The conclusions are that evolutionary dynamics may be shaped by exposure to specific nutritional stresses; nutrition determines mutations! Furthermore, organisms exposed to a repeated, specific nutritional stress may accumulate distinct mutations over long periods, potentially solving some previously unexplained patterns of genome architecture over time. Mutation availability in different environments is thus a fundamental feature of evolution.

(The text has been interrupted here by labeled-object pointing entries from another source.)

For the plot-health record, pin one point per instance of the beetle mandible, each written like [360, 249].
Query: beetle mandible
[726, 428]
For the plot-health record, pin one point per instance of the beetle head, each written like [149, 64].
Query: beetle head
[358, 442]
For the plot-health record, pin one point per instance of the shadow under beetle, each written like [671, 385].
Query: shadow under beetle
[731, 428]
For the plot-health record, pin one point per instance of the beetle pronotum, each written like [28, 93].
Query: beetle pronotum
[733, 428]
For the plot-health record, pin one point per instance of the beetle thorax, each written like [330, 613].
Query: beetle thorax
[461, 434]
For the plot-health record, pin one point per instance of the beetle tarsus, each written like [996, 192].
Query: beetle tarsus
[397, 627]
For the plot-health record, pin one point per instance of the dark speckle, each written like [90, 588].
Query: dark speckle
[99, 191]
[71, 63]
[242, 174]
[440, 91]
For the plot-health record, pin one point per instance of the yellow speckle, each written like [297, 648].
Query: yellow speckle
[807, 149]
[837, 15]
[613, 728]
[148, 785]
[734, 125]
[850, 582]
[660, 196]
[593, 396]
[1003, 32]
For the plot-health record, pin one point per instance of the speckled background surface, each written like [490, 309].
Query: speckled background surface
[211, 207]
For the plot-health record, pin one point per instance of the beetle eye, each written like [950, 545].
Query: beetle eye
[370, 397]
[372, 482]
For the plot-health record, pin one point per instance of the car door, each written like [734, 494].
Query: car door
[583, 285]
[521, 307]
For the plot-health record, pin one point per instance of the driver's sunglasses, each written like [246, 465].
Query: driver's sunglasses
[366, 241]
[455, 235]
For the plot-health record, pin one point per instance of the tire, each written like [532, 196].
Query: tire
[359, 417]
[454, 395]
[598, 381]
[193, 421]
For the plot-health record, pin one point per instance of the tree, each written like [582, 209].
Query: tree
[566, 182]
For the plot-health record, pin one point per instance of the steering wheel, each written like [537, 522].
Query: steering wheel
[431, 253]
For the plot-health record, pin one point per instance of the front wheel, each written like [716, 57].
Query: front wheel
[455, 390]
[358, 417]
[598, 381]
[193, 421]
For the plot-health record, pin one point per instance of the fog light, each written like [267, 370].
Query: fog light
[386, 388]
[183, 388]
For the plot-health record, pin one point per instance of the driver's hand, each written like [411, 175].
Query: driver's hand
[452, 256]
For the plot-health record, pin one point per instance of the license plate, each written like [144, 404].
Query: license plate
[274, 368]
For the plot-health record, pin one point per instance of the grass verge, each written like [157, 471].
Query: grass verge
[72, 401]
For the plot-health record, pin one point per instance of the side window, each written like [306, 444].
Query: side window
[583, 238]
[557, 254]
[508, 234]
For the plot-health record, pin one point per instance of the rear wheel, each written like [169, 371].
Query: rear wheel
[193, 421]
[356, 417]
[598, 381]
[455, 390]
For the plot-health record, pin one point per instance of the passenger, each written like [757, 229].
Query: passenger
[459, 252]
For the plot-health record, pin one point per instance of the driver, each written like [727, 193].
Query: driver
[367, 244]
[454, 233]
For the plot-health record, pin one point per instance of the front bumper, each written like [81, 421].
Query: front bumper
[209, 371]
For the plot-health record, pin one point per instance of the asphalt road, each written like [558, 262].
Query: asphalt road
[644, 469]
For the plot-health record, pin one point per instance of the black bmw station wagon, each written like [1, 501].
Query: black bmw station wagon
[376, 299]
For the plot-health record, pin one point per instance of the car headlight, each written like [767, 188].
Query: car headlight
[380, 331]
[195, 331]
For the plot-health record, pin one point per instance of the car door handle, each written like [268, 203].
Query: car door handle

Environmental stresses increase genetic variation in bacteria, plants and human cancer cells. The linkage between various environments and mutational outcomes has not been systematically investigated however. Here we established the influence of nutritional stresses commonly found in the biosphere (carbon, phosphate, nitrogen, oxygen or iron limitation) on both the rate and spectrum of mutations in Escherichia coli. We found that each limitation was associated with a remarkably distinct mutational profile. Overall mutation rates were not always elevated and nitrogen, iron and oxygen limitation resulted in major spectral changes but no net increase in rate. Our results thus suggest that stress-induced mutagenesis is a diverse series of stress input-mutation output linkages distinct in every condition. Environment-specific spectra resulted in the differential emergence of traits needing particular mutations in these settings. Mutations requiring transpositions were highest under iron and oxygen limitation whereas base pair substitutions and indels were highest under phosphate limitation. The unexpected diversity of input-output effects explains some important phenomena in the mutational biases of evolving genomes. The prevalence of bacterial insertion sequence transpositions in the mammalian gut or in anaerobically stored cultures is due to environmentally determined mutation availability. Likewise, the much-discussed genomic bias towards transition base substitutions in evolving genomes can now be explained as an environment-specific output. Altogether, our conclusion is that environments influence genetic variation as well as selection.
The importance of this study is in advancing our understanding of mutation supply in evolution and the contribution of stress-induced mutagenesis to this process.
Evolutionary divergences, the emergence of antibiotic resistance in bacteria or cancer in humans are all empowered by many types of mutational DNA change. We show for the first time that conditions common in nature strongly influence the pattern of genetic variation and consequently the evolvability of traits dependent on particular mutations.
More specifically, we show the nutrition-specific links between net mutation rate and "stress" and the significant plasticity of genetic variation in six environments.
We present the nutrition-specific sensitivity of DNA repair and, most importantly, the demonstration that environmental spectrum differences impact on evolution through constraints on mutations appearing at altered rates.